Three Ingredient Coconut Macaroons

Coconut Macaroons have to be my favourite coffee shop treat, especially when they are half dipped in chocolate. Yes, that’s right, I prefer them even to cake pops. When I came across this recipe that uses only 3 ingredients I had to give it a try. I wanted to make these more natural so I used maple syrup instead of white sugar or powdered sugar. This recipe was modified from a recipe found on

  • 3 large egg whites
  • 2/3 cup maple syrup
  • 2 1/2 cups unsweetened shredded coconut (200g)
  1. Preheat oven to 325F.
  2. Separate egg whites from yolks.
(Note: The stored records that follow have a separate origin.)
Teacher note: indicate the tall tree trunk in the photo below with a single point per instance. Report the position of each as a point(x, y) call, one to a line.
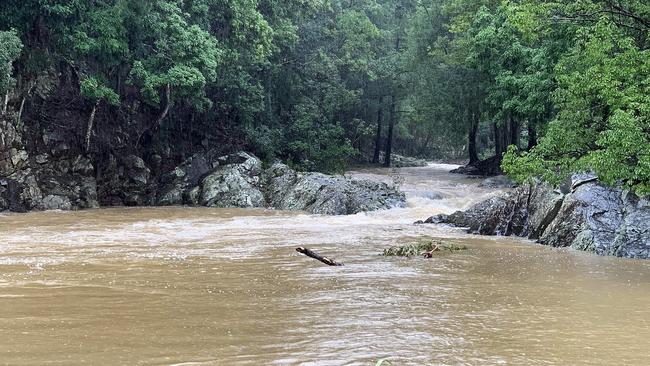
point(89, 129)
point(498, 145)
point(532, 133)
point(6, 102)
point(473, 131)
point(380, 115)
point(165, 111)
point(515, 131)
point(391, 125)
point(20, 112)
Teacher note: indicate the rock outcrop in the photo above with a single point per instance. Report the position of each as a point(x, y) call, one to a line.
point(56, 177)
point(44, 181)
point(238, 180)
point(591, 217)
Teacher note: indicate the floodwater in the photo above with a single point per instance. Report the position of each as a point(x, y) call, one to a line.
point(197, 286)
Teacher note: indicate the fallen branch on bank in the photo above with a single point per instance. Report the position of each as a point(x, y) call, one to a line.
point(310, 253)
Discard yolks.
  3. Mix egg whites in large bowl using electric mixer or whisk until foamy and can form stiff peaks.
  4. Gently fold in the shredded coconut.
  5. Add maple syrup and stir till combined.
  6. Let mixture soak while you line a baking sheet with parchment paper.
  7. Using a ice-cream scoop or your washed hands, place balls of mixture, evenly spaced, onto baking sheet.
  8. Bake for 20 minutes on the middle oven rack.
  9. Then bake for 2-3 min more on the top oven rack until tops are golden.
  10. Remove from oven and let cool.
Tips: You can dip the bottoms of these in melted chocolate after they are cooled for a more decadent dessert.